Understand Relax Abstraction
Relax is a graph abstraction used in Apache TVM Unity strategy, which helps to end-to-end optimize ML models. The principal objective of Relax is to depict the structure and data flow of ML models, including the dependencies and relationships between different parts of the model, as well as how to execute the model on hardware.
End to End Model Execution
In this chapter, we will use the following model as an example. This is a two-layer neural network that consists of two linear operations with relu activation.
High-Level Operations Representation
Let us begin by reviewing a Numpy implementation of the model.
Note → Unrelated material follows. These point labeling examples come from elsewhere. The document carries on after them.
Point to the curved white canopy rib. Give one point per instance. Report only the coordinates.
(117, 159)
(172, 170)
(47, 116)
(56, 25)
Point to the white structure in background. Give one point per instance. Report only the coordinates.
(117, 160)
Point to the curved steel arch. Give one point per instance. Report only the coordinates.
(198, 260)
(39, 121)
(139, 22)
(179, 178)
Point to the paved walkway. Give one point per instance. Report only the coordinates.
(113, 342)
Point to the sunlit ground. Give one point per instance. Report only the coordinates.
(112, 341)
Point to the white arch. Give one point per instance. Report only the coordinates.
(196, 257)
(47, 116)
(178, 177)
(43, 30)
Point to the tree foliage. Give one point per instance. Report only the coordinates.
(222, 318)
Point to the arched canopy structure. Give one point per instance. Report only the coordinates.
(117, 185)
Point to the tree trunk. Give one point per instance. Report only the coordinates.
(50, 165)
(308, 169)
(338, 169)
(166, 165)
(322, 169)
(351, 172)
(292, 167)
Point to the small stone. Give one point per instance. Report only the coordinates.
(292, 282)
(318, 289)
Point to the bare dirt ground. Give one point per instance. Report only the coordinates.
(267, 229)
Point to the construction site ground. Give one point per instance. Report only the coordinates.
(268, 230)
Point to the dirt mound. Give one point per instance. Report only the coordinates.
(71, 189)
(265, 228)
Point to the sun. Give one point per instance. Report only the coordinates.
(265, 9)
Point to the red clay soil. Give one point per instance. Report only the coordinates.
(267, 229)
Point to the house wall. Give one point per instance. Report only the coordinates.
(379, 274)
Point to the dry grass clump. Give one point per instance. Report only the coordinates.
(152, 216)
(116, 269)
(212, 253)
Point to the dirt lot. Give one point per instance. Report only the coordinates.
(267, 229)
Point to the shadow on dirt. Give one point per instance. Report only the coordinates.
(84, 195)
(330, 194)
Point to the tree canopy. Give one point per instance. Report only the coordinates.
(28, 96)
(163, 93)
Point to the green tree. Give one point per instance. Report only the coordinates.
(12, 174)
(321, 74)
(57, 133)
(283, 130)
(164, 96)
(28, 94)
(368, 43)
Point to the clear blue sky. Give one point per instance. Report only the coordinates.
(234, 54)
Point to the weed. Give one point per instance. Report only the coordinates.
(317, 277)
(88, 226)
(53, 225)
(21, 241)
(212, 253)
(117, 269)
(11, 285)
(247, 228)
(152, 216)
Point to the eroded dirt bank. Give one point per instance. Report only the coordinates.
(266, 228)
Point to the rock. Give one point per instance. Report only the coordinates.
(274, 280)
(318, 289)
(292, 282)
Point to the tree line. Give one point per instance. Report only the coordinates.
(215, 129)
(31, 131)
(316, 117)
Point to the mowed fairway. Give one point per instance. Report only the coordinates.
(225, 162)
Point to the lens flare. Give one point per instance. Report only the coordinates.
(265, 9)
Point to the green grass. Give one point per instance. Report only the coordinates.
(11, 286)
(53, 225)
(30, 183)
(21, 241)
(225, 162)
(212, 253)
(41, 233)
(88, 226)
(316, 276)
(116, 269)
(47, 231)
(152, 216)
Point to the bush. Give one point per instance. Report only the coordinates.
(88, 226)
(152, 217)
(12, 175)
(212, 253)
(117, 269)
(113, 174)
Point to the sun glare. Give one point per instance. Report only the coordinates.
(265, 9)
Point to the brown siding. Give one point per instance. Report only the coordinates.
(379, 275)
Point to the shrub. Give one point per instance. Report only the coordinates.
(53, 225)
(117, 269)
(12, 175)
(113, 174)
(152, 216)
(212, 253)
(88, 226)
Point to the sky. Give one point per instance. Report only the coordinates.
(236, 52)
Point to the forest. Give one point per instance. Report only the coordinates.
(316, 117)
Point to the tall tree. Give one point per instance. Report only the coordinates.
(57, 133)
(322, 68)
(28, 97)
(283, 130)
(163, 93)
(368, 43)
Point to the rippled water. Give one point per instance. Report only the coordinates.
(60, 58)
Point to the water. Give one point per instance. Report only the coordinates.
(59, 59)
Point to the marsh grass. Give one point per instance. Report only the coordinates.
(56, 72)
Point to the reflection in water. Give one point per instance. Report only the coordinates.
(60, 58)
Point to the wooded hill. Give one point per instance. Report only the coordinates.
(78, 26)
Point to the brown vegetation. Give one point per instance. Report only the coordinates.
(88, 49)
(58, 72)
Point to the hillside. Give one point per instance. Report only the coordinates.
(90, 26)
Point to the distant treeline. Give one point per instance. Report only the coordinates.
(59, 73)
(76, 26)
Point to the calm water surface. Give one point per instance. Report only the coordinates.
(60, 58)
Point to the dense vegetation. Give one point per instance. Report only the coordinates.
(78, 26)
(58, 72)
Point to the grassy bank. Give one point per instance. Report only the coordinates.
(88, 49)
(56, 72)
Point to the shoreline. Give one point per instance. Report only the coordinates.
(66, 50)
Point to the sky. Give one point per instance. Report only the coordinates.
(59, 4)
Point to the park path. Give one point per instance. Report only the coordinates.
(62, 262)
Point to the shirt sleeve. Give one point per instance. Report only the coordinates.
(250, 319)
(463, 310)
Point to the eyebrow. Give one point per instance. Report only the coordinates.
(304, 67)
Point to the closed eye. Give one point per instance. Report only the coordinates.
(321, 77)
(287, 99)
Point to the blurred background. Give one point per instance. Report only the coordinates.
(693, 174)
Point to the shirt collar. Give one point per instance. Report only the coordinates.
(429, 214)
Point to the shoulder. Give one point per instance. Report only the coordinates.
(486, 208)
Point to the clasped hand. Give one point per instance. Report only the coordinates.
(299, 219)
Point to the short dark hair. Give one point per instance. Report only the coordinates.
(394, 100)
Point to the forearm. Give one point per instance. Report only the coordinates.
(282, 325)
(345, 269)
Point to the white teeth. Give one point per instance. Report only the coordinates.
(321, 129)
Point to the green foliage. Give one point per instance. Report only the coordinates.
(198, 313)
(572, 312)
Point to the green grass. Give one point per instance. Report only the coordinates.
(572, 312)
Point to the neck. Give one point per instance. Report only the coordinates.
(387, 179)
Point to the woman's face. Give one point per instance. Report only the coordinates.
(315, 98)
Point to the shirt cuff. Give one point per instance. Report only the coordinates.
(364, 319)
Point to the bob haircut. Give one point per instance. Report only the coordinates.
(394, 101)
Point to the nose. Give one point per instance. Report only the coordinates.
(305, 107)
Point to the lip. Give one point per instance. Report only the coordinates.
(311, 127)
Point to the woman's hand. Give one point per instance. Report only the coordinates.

def numpy_mlp(data, w0, b0, w1, b1):
lv0 = data @ w0 + b0
lv1 = np.maximum(lv0, 0)
lv2 = lv1 @ w1 + b1
return lv2
The above example code shows the high-level array operations to perform the end-to-end model execution. Of course, we can rewrite the above code using Relax as follows:
from tvm.script import relax as R
@R.function
def relax_mlp(
data: R.Tensor(("n", 784), dtype="float32"),
w0: R.Tensor((784, 128), dtype="float32"),
b0: R.Tensor((128,), dtype="float32"),
w1: R.Tensor((128, 10), dtype="float32"),
b1: R.Tensor((10,), dtype="float32"),
) -> R.Tensor(("n", 10), dtype="float32"):
with R.dataflow():
lv0 = R.matmul(data, w0) + b0
lv1 = R.nn.relu(lv0)
lv2 = R.matmul(lv1, w1) + b1
R.output(lv2)
return lv2
Low-Level Integration
However, again from the pov of machine learning compilation (MLC), we would like to see through the details under the hood of these array computations.
For the purpose of illustrating details under the hood, we will again write examples in low-level numpy:
We will use a loop instead of array functions when necessary to demonstrate the possible loop computations. When possible, we always explicitly allocate arrays via numpy.empty and pass them around. The code block below shows a low-level numpy implementation of the same model.
def lnumpy_linear(X: np.ndarray, W: np.ndarray, B: np.ndarray, Z: np.ndarray):
n, m, K = X.shape[0], W.shape[1], X.shape[1]
Y = np.empty((n, m), dtype="float32")
for i in range(n):
for j in range(m):
for k in range(K):
if k == 0:
Y[i, j] = 0
Y[i, j] = Y[i, j] + X[i, k] * W[k, j]
for i in range(n):
for j in range(m):
Z[i, j] = Y[i, j] + B[j]
def lnumpy_relu0(X: np.ndarray, Y: np.ndarray):
n, m = X.shape
for i in range(n):
for j in range(m):
Y[i, j] = np.maximum(X[i, j], 0)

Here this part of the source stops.